Wallach konzentrierte sich anschließend darauf, ein Protein zu finden, dass die Wirkung von TNF – für viele Zellen immerhin ein Todeskuss – unterbindet. Wallachs Gedanke: Wenn Zellen etwas derart Radikales wie ihren Suizid einleiten, muss es für den Organismus auch die Möglichkeit geben, den Untergang zu verhindern. Wallach fand bei der Suche die beiden TNF-Rezeptoren, den 55 kDa schweren TNF-Rezeptor 1 und den 75 kDa schweren TNF-Rezeptor 2. Zellen können die nach außen gerichteten Bindungsregionen der TNF-Rezeptoren kappen. Diese löslichen Rezeptor-Domänen fangen dann das TNF vor der Zelle ab und verhindern, dass es an die verbliebenen intakten Rezeptoren auf der Oberfläche der Zellen bindet und seine Wirkung entfaltet. Wallachs Arbeiten haben damit gezeigt, dass nicht nur Antikörper gegen TNF als Therapie bei chronisch-entzündlichen Erkrankungen in Frage kommen, sondern auch die löslichen Rezeptor-Domänen selbst. Das damit erkannte Therapieprinzip beruht auf einer kompetitiven Hemmung des TNFs. In der Tat ist ein Fusionsprotein aus Teilen des Rezeptors seit Jahren zur Behandlung chronisch entzündlicher Erkrankungen zugelassen.

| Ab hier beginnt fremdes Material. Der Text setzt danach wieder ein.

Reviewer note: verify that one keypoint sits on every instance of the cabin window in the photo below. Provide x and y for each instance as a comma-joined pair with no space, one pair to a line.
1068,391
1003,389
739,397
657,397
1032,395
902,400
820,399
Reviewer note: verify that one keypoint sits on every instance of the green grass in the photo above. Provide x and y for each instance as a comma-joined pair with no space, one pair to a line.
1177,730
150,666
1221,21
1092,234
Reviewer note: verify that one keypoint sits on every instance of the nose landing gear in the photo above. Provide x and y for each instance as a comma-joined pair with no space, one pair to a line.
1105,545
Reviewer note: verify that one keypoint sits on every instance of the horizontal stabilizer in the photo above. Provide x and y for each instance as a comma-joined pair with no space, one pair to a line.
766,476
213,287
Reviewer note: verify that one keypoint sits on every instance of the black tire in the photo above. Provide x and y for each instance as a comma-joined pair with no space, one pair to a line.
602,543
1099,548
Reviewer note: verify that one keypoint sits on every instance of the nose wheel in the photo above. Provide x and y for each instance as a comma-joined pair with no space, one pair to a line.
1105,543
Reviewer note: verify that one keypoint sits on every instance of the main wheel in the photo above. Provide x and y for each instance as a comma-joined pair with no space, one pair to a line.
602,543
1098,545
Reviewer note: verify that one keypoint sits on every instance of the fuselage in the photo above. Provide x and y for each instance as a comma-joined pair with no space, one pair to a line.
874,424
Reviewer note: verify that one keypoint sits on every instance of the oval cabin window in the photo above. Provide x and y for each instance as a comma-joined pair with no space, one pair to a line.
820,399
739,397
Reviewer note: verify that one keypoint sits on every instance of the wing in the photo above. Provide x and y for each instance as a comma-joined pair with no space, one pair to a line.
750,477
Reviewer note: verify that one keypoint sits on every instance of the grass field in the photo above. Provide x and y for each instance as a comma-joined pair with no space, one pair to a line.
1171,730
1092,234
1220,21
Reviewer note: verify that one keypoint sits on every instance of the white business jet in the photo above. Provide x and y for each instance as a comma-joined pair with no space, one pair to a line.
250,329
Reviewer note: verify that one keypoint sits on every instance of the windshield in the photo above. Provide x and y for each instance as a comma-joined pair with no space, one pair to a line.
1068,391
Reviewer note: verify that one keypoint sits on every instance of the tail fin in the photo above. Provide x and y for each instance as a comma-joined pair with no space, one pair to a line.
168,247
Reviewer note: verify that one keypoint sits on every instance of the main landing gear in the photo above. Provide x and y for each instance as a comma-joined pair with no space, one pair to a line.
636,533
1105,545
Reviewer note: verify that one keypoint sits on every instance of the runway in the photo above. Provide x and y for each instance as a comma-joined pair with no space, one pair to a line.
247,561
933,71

Wallachs Name ist zudem eng mit den Entschlüsselungen der Signalwirkungen des TNFs verbunden, was nach der Identifikation der beiden Rezeptoren möglich war. Die Zellen können entweder in den programmierten Zelltod geschickt werden oder zum Start eines Rettungsprogramms veranlasst werden. Wallach hat wichtige Proteine des durch TNF vermittelten programmierten Zelltods identifiziert und kloniert, unter anderem das Protein FADD und die Protease Caspase-8. Heute heißt dieser von außen über TNF angestoßene, zelluläre Suizid extrinischer programmierter Zelltod. Seine Forschung war auch grundlegend für das Verständnis des vom Zellinnern ausgelösten Zelltods, – des sogenannten intrinischen programmierten Zelltods – der nicht über die TNF-Rezeptoren vermittelt wird, sondern über die Mitochondrien, wenn dies aufgrund angesammelter Schäden nötig sein sollte. Wallach hat mit seinen konzeptionell bedeutsamen Arbeiten das gesamte Feld der Signalverarbeitung entscheidend vorangebracht.